The most egregious accounts in Coburn’s “Help Wanted” report include a program that exposed youth to asbestos “under the guise of involving students in work experience and job training programs,” a shopping spree by a job training company in Tampa Bay, and a $100,000 grant given to an “admitted thief” in West Virginia.
The less dramatic cases of mismanagement tell of wasted time for potential workers and of wasted taxpayers dollars. In New Jersey, a $4 million program trained 184 potential workers, but only seven were able to find work in the field in which they were trained. In San Francisco, workers were paid mostly to sit on a bus, while in Oregon, companies used federal money to train Americans who were already employed.
These examples may be some of the worst, but they are consistent with an overall lack of accountability in federal job training programs. Coburn’s study was released in unison with a report by the Government Accountability Office that found “little is known about the effectiveness of most programs” despite the fact $18 billion in taxpayer funds are spent on 47 separate programs.

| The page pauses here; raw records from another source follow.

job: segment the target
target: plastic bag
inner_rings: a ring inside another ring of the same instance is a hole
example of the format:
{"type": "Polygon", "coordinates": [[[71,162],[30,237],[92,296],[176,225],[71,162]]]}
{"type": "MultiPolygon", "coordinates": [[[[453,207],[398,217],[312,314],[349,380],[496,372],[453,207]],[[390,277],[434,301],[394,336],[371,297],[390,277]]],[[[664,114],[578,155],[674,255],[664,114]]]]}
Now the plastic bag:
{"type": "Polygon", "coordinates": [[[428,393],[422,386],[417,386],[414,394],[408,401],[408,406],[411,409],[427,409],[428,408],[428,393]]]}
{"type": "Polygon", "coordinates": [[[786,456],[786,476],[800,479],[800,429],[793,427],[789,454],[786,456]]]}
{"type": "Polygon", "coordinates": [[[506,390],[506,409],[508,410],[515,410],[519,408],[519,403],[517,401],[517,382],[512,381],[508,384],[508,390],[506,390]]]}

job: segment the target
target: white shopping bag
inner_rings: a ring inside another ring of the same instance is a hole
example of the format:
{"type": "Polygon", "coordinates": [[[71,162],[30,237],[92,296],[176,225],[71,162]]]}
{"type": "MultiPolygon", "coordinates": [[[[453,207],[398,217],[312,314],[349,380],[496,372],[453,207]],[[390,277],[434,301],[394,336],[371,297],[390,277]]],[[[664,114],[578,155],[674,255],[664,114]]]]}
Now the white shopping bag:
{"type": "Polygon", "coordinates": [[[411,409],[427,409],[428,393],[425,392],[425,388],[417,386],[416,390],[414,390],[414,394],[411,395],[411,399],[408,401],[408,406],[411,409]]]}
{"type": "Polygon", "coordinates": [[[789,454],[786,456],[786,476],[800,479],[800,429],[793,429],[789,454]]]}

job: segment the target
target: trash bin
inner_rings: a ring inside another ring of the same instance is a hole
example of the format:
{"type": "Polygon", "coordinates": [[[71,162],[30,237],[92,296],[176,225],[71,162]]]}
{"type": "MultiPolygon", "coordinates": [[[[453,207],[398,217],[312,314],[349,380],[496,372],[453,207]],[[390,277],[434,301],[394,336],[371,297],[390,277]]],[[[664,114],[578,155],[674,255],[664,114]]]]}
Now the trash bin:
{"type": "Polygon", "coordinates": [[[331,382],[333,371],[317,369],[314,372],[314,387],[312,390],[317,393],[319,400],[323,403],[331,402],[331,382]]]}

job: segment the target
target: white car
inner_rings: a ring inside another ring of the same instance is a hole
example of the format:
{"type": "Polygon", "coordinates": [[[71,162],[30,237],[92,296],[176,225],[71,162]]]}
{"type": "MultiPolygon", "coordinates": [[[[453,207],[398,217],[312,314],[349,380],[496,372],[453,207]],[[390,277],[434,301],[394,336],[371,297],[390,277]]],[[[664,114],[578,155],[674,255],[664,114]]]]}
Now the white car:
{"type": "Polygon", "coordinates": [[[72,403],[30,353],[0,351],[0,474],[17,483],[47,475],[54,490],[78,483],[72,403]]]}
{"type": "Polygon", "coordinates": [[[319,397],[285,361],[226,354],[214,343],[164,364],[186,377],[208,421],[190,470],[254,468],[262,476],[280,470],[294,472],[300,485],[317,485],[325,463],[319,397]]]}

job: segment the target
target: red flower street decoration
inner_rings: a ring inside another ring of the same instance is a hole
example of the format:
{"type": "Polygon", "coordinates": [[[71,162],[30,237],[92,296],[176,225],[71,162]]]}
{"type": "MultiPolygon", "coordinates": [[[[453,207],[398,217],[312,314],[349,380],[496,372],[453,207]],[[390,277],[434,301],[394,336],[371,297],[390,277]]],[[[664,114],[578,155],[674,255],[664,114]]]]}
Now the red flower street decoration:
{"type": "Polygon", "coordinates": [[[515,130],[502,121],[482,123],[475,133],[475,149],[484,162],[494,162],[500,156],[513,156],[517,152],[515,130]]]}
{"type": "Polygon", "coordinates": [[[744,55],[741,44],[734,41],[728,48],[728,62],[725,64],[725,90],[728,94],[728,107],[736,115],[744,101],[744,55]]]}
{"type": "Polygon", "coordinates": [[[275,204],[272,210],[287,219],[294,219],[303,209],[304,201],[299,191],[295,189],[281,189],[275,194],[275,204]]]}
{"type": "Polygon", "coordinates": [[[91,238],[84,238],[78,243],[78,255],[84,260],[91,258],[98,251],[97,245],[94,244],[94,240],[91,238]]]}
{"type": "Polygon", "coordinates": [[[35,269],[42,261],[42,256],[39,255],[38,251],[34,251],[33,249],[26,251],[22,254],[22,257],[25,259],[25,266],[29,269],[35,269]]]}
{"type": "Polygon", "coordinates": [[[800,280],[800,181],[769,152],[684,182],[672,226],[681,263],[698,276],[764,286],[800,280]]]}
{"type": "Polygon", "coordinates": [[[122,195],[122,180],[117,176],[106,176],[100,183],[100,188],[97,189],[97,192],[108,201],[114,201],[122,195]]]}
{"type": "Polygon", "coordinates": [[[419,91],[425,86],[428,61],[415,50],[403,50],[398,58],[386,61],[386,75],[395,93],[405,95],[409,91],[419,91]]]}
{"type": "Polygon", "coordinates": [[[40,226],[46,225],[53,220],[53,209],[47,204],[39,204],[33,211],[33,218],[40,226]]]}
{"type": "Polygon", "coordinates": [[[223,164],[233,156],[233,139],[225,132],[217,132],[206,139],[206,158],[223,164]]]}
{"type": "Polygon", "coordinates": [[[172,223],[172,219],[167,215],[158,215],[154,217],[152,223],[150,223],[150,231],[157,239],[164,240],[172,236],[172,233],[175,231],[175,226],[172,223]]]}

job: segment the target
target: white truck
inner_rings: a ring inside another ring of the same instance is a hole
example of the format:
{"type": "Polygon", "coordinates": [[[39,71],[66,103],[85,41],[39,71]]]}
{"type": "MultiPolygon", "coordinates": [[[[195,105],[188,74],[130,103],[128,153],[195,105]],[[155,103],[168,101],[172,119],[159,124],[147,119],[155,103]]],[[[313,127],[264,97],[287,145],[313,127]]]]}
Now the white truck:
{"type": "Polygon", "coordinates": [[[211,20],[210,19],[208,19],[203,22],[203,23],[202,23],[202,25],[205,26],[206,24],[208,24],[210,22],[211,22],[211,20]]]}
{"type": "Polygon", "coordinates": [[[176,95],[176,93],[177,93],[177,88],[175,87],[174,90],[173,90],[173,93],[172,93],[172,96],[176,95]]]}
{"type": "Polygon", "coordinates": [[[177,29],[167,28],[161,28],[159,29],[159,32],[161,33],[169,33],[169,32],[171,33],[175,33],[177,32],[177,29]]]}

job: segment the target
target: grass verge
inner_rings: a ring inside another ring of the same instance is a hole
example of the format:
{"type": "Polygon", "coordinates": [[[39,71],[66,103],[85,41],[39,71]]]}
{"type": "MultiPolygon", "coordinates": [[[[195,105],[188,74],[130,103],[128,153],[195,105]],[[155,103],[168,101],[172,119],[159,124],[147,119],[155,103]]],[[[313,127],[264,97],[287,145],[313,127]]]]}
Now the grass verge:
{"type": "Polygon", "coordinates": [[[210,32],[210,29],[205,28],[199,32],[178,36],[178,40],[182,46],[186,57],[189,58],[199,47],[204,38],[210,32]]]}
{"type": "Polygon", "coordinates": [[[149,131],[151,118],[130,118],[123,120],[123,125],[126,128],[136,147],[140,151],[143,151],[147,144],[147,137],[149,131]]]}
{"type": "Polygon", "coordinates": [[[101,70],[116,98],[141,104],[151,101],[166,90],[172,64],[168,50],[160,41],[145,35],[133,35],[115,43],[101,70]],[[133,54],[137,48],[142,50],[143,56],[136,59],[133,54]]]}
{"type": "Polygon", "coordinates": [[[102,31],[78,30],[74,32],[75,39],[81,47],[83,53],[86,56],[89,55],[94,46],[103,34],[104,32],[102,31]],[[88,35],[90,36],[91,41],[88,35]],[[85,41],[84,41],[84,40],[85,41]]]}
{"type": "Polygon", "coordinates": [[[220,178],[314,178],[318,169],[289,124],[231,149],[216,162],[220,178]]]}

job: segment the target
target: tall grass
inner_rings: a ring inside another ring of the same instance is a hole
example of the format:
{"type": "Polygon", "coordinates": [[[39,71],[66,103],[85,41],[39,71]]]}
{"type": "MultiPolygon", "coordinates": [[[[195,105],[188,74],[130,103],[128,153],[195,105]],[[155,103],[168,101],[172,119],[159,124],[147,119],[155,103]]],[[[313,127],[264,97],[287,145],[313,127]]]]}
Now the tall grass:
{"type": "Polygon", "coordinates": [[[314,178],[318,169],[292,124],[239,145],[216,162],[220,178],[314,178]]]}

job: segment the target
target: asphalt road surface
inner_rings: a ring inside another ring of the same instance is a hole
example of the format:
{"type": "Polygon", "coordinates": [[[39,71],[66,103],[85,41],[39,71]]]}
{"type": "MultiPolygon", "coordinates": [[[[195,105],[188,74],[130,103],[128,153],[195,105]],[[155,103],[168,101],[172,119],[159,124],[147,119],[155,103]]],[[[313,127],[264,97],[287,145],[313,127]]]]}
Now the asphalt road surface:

“Unemployed Americans don’t need just need our good intentions,” Coburn said. “They need us to conduct careful oversight and ask hard questions of programs designed to help people in very difficult transitions.”
For now, Washington only continues to provide unfounded hopes to the unemployed while the unwarranted praise for federal job training programs does little more than mask the government’s multitude of job-killing decisions elsewhere.